In the mid-1960s, NY City native Victor Piacentile (a.k.a. Victor Pease) approached William Sheiner, the owner of Bronx Coins, to help him market a double struck, rotated in collar 1964 Lincoln cent. Interestingly, it was only double struck on the obverse side - very much unlike this error type and which immediately drew suspicion from collectors. Even more fantastic is that several more were claimed to have been discovered in sealed Mint bags. And they were all struck the same proportion of rotation (about 40 degrees counter clockwise)! As if this isn't ridiculous enough, the pair even staged a public demonstration at a NY hotel where they opened "sealed" Mint bags and "found" a few more identical errors! Where it really got problematic for them was that they advertised in The New York Times and other publications that were mailed to various dealers and collectors.

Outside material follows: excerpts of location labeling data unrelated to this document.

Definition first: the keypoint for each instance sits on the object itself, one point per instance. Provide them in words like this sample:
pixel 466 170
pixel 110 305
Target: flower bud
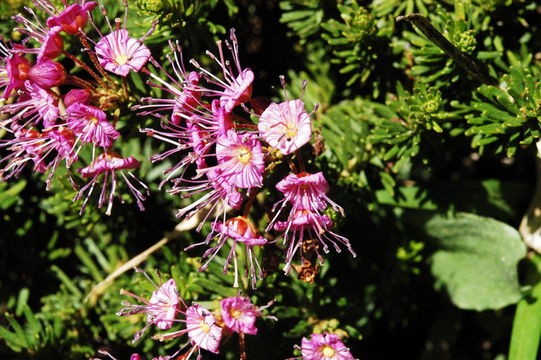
pixel 48 74
pixel 52 46
pixel 73 96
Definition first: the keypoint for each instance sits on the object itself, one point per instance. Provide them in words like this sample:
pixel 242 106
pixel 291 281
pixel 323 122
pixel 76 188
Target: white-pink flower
pixel 91 125
pixel 306 191
pixel 118 53
pixel 202 328
pixel 164 305
pixel 162 308
pixel 241 159
pixel 239 314
pixel 286 126
pixel 325 347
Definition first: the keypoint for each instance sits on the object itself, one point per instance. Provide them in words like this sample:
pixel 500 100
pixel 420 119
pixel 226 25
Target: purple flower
pixel 73 96
pixel 24 147
pixel 91 125
pixel 202 328
pixel 239 314
pixel 118 53
pixel 306 191
pixel 324 347
pixel 51 46
pixel 286 126
pixel 109 164
pixel 241 230
pixel 241 159
pixel 235 89
pixel 305 224
pixel 239 90
pixel 72 19
pixel 38 105
pixel 162 308
pixel 48 74
pixel 15 72
pixel 46 150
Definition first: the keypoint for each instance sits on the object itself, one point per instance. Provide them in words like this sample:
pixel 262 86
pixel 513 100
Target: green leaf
pixel 527 323
pixel 475 260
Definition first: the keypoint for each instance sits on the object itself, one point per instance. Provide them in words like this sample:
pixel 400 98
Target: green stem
pixel 466 62
pixel 527 323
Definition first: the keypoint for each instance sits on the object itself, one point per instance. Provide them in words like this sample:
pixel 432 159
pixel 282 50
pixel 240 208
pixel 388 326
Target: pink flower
pixel 236 87
pixel 45 149
pixel 239 314
pixel 91 124
pixel 306 191
pixel 109 164
pixel 40 105
pixel 241 230
pixel 325 347
pixel 24 147
pixel 52 45
pixel 118 53
pixel 239 90
pixel 162 308
pixel 47 74
pixel 72 19
pixel 182 85
pixel 305 224
pixel 202 328
pixel 164 305
pixel 187 101
pixel 241 159
pixel 73 96
pixel 16 72
pixel 286 126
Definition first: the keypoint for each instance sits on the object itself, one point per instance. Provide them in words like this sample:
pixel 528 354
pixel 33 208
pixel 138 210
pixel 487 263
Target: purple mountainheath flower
pixel 118 53
pixel 285 126
pixel 162 308
pixel 324 347
pixel 72 19
pixel 91 125
pixel 108 165
pixel 241 159
pixel 202 328
pixel 239 314
pixel 48 74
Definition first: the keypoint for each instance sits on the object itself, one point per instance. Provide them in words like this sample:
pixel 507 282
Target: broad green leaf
pixel 475 260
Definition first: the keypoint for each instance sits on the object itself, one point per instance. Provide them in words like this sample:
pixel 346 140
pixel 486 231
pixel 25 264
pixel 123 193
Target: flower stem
pixel 469 64
pixel 242 345
pixel 526 332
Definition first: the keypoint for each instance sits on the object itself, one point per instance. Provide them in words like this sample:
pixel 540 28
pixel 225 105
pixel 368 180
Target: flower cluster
pixel 326 346
pixel 54 116
pixel 226 159
pixel 204 328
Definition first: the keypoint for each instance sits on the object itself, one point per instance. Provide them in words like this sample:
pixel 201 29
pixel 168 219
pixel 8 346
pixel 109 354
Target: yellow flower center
pixel 328 351
pixel 121 59
pixel 235 313
pixel 204 326
pixel 291 131
pixel 244 155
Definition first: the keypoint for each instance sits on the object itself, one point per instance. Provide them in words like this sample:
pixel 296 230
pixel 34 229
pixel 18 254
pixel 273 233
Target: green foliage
pixel 405 135
pixel 475 260
pixel 304 17
pixel 351 39
pixel 185 13
pixel 426 62
pixel 397 7
pixel 526 327
pixel 506 117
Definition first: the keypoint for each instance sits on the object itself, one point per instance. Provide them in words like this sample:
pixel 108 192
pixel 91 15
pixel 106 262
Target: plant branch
pixel 466 62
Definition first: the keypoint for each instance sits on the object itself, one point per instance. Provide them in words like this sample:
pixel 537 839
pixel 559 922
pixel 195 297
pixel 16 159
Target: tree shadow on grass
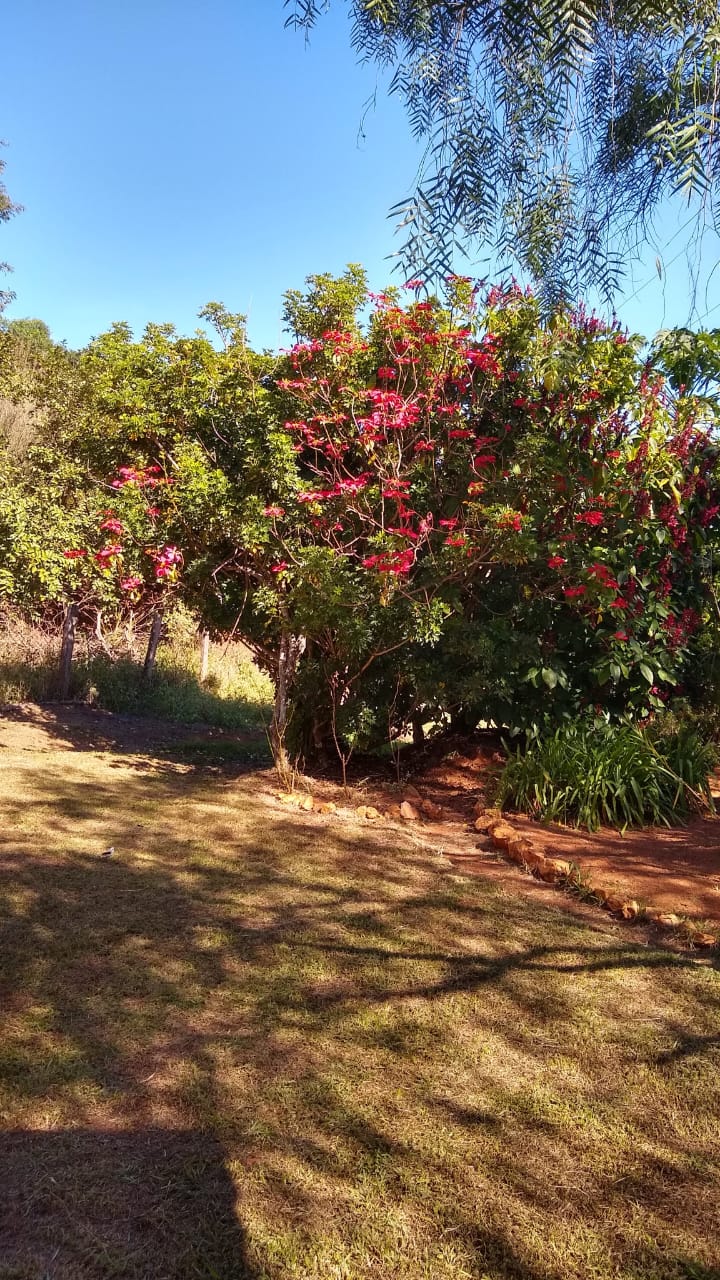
pixel 142 1205
pixel 308 1018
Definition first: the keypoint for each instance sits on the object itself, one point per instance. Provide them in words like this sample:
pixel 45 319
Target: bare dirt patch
pixel 260 1042
pixel 670 869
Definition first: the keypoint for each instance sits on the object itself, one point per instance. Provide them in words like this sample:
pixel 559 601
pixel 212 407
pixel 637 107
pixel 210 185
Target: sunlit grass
pixel 272 1045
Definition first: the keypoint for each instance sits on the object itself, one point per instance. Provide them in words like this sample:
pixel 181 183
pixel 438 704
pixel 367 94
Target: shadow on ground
pixel 259 1045
pixel 147 1203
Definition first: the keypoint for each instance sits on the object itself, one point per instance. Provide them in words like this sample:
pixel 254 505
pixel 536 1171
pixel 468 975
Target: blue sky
pixel 168 154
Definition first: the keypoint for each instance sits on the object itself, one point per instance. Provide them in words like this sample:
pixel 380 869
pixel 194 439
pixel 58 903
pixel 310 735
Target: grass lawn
pixel 258 1043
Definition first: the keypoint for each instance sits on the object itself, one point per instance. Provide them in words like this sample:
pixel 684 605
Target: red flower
pixel 108 553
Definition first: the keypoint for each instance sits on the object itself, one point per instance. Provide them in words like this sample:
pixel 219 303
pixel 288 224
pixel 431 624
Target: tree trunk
pixel 418 730
pixel 67 649
pixel 288 656
pixel 153 644
pixel 204 657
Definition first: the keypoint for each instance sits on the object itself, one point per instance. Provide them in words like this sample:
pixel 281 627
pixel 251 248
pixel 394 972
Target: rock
pixel 666 919
pixel 702 940
pixel 624 906
pixel 518 849
pixel 431 809
pixel 534 860
pixel 501 833
pixel 411 794
pixel 554 869
pixel 408 812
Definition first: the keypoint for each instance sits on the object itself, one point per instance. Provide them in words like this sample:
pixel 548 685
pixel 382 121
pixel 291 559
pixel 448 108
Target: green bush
pixel 596 773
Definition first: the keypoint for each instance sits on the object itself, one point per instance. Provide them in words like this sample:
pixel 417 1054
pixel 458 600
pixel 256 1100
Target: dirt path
pixel 674 871
pixel 670 869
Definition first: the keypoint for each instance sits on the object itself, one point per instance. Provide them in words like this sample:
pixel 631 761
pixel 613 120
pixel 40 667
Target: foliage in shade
pixel 455 508
pixel 593 775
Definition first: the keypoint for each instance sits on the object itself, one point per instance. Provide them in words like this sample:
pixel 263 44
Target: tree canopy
pixel 552 128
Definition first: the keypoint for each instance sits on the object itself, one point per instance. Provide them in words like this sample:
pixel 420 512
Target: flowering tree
pixel 128 562
pixel 487 515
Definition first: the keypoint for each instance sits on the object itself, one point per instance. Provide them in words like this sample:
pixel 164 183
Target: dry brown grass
pixel 258 1043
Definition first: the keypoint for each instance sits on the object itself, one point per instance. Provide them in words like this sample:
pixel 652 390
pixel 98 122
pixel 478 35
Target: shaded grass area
pixel 235 696
pixel 253 1045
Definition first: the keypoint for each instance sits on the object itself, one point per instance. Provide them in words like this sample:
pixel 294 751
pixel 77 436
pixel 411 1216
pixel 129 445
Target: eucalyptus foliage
pixel 552 128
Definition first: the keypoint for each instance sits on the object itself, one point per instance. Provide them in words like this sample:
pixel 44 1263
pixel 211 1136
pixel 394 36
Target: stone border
pixel 557 871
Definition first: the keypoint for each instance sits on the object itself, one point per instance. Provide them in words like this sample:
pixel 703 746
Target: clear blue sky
pixel 173 154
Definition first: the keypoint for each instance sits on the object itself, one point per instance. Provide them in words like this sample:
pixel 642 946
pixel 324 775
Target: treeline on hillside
pixel 451 511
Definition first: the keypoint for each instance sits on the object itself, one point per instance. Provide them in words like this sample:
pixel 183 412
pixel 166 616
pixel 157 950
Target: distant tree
pixel 552 128
pixel 7 210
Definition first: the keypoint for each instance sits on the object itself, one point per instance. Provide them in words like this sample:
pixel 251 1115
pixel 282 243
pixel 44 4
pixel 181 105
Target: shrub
pixel 592 773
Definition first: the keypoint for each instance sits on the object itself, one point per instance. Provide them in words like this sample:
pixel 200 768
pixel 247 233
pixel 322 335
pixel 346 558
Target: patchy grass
pixel 267 1045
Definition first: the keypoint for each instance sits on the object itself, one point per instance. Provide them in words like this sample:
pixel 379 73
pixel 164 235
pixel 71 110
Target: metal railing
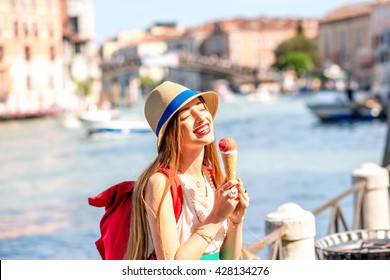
pixel 336 222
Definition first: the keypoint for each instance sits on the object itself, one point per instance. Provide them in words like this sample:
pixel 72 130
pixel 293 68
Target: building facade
pixel 30 55
pixel 345 39
pixel 380 25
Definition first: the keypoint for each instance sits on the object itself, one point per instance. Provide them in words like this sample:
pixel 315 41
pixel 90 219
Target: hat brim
pixel 211 100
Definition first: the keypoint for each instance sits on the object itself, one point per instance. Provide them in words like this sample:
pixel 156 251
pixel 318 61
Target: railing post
pixel 298 241
pixel 375 212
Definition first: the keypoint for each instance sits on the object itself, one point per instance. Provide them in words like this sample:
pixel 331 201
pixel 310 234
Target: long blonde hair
pixel 168 157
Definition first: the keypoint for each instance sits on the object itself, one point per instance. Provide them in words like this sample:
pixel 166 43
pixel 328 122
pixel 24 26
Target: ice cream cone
pixel 229 160
pixel 228 149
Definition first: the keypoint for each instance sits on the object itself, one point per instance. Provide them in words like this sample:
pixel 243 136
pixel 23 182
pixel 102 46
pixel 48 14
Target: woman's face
pixel 196 124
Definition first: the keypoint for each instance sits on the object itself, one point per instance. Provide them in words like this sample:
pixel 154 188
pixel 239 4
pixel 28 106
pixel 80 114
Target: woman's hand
pixel 242 199
pixel 223 204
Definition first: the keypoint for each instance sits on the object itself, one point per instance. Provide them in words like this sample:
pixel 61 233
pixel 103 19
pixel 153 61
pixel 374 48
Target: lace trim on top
pixel 202 206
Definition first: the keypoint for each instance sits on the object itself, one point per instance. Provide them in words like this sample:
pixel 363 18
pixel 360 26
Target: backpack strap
pixel 176 192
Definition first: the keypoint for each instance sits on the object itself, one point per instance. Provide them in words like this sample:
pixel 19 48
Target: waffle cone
pixel 230 164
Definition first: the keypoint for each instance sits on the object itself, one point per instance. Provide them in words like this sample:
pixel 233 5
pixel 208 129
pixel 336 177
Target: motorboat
pixel 331 106
pixel 119 127
pixel 93 114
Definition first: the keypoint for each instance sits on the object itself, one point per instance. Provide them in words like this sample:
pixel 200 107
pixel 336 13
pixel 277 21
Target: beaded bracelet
pixel 208 239
pixel 235 222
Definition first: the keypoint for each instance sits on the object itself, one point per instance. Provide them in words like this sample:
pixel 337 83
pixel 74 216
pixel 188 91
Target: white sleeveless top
pixel 195 209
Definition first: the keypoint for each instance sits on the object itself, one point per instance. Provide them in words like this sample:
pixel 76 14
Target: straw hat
pixel 166 99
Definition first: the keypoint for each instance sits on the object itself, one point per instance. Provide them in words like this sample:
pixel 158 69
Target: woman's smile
pixel 202 130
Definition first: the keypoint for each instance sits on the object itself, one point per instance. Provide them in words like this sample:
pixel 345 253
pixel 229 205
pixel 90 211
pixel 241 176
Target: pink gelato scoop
pixel 227 145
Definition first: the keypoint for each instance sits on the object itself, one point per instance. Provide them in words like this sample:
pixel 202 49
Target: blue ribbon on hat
pixel 173 106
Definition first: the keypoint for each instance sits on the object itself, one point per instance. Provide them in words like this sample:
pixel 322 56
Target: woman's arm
pixel 232 245
pixel 168 247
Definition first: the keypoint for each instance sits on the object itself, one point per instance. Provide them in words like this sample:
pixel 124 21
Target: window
pixel 35 29
pixel 16 28
pixel 52 53
pixel 28 82
pixel 27 53
pixel 74 24
pixel 50 28
pixel 77 48
pixel 25 29
pixel 51 82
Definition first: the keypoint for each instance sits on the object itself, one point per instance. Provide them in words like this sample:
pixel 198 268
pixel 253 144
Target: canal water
pixel 285 155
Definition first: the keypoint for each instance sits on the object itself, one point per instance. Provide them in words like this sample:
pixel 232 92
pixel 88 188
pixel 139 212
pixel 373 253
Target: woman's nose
pixel 199 116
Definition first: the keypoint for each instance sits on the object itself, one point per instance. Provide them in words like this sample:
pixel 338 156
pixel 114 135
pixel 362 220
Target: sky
pixel 115 16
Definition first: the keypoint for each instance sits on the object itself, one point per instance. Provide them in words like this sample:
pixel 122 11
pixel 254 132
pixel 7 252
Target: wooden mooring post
pixel 291 230
pixel 297 242
pixel 375 208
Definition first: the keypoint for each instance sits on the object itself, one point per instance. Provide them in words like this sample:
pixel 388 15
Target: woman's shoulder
pixel 157 180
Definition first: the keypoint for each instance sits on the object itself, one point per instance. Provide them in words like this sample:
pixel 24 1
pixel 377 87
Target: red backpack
pixel 115 223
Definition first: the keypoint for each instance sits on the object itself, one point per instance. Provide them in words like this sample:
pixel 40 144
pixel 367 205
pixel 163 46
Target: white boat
pixel 263 96
pixel 119 127
pixel 93 114
pixel 331 106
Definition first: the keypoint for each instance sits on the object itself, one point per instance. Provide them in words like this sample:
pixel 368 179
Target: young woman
pixel 210 222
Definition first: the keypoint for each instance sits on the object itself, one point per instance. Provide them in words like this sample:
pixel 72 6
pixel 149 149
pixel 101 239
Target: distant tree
pixel 298 61
pixel 299 43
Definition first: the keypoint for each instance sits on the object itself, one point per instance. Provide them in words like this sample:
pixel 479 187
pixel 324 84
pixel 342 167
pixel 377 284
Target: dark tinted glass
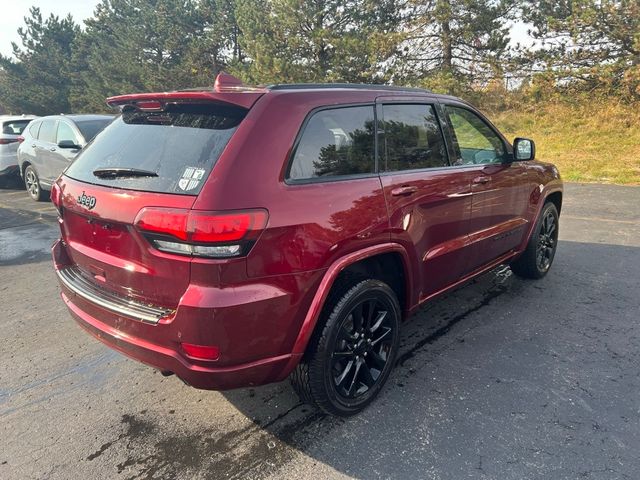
pixel 15 127
pixel 33 129
pixel 181 145
pixel 90 128
pixel 412 138
pixel 473 138
pixel 66 133
pixel 335 142
pixel 48 131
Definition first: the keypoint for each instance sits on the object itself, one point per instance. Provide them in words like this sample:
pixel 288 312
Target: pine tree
pixel 451 45
pixel 37 81
pixel 316 41
pixel 149 45
pixel 589 44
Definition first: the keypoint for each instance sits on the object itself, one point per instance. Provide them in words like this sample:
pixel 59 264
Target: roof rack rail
pixel 360 86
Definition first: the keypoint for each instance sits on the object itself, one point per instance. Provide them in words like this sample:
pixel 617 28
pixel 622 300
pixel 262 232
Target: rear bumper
pixel 169 360
pixel 6 170
pixel 257 359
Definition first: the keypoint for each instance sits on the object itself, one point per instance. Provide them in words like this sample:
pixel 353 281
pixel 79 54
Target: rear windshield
pixel 15 127
pixel 90 128
pixel 180 145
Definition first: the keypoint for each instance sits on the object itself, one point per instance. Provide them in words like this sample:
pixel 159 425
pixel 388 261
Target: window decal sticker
pixel 191 178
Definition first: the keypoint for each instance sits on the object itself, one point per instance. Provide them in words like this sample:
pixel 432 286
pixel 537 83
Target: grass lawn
pixel 589 143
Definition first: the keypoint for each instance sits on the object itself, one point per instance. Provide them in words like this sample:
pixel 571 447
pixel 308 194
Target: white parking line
pixel 600 219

Over 100 were sold, with several sent through the mail. Of course, committing a crime (altering coins with a fake obverse die to scam buyers) and then using the mail is a federal olfense, and each time it is done is another charge; it also involves conspiracy to commit a crime. After being tipped off to the U.S. Secret Service, the two wound up charged with various federal crimes and each got sentemced to 3 months in prison and 2 years probabtion. Featured here is one of those infamous cents they were charged with altering, which I acquired just yesterday. Though many detest altered and counterfeit coins, it can't be ignored that it did become a part of numismatic history. Although not as widely known as the Henning Nickel (which was counterfeit and wasn't made to scam collectors), the Piacentile/Sheiner cent is similar in that there was a key diagnostic blunder.
As for the similar diagnostic blunder to the Henning Nickel, while Piacentile's 1964 cent mistakenly lacked a roatated in collar double strike, Henning forgot to place a mintmark above Monticello's dome. Because Henning produced a 1944 nickel, that year was exclusively a 35% silver planchet. So, the Mint moved the mintmark and made it much larger so these nickels could be easily identified and withdrawn from circulation after the war. Thus Piacentile's lack of a reverse double strike (plus having so many with the same degree of collar rotation), and Henning's lack of a mintmark, is what ultimately drew suspicion from astute collectors and landed them (and William Sheiner along with Piacentile) in the tank.
Wow, Bill Sheiner, that brings back many childhood memories. Bill owned a coin and musical instrument shop on 174th street and Southern Boulevard in The Bronx NY. All of the kids in my neighborhood would go to his shop to look at the coins he had on display. Good memories. BTW" for you Jazz fans, Bill tutored Jazz legend Stan Getz in saxophone before he became famous, so I'm told.
Thanks for posting this. I missed this incident when I was young collector in the 1960s. In addition to his famous 1944 nickel, Henning made other dates as well. He also made 1939, 1946, 1947 and 1953 nickels as well. The other counterfeits are harder to spot because they were not missing the big mint mark over the dome.
Makes you wonder what other counterfeits are out there, maybe there is counterfeit clad dimes and quarters.
That would be a great counterfeit coin to add to any collection. The only famous counterfeit coin I own is one of the original good plated V Nickels.
I got in trouble some months back for dropping to many unicorns on a guy who was a troll. Now Sparkles just stays with me no more bombing for him.
There are some modern counterfeit dimes and quarters, but ones I have seen were not on clad planchets. That process is just too expensive and technical for a counterfeiter to attempt. The word was Henning didn't make that much from his nickels. Supposedly he had some beef with the government, but perhaps others know more of the story.
I think he started with nickels as a test run. I believe he eventually was going to fake larger denominations made with silver, but used nickel instead. He was close with the weight of his nickels and could have gotten the weight right for larger ones eventually. Thus not using 90% silver as denominations get bigger would increase profit potential
WOW thanks for this History Lesson. I never knew this one happened. I happen to love errors and famous counterfeiters like this. I call it a "lesson learned" when they are busted. Thank you so much for sharing this JCro57. I'd be duped too, and spent a larger sum on this coin, if I had not read this story. As it is I'd still like to own it but now as a conversation piece, not as an Error.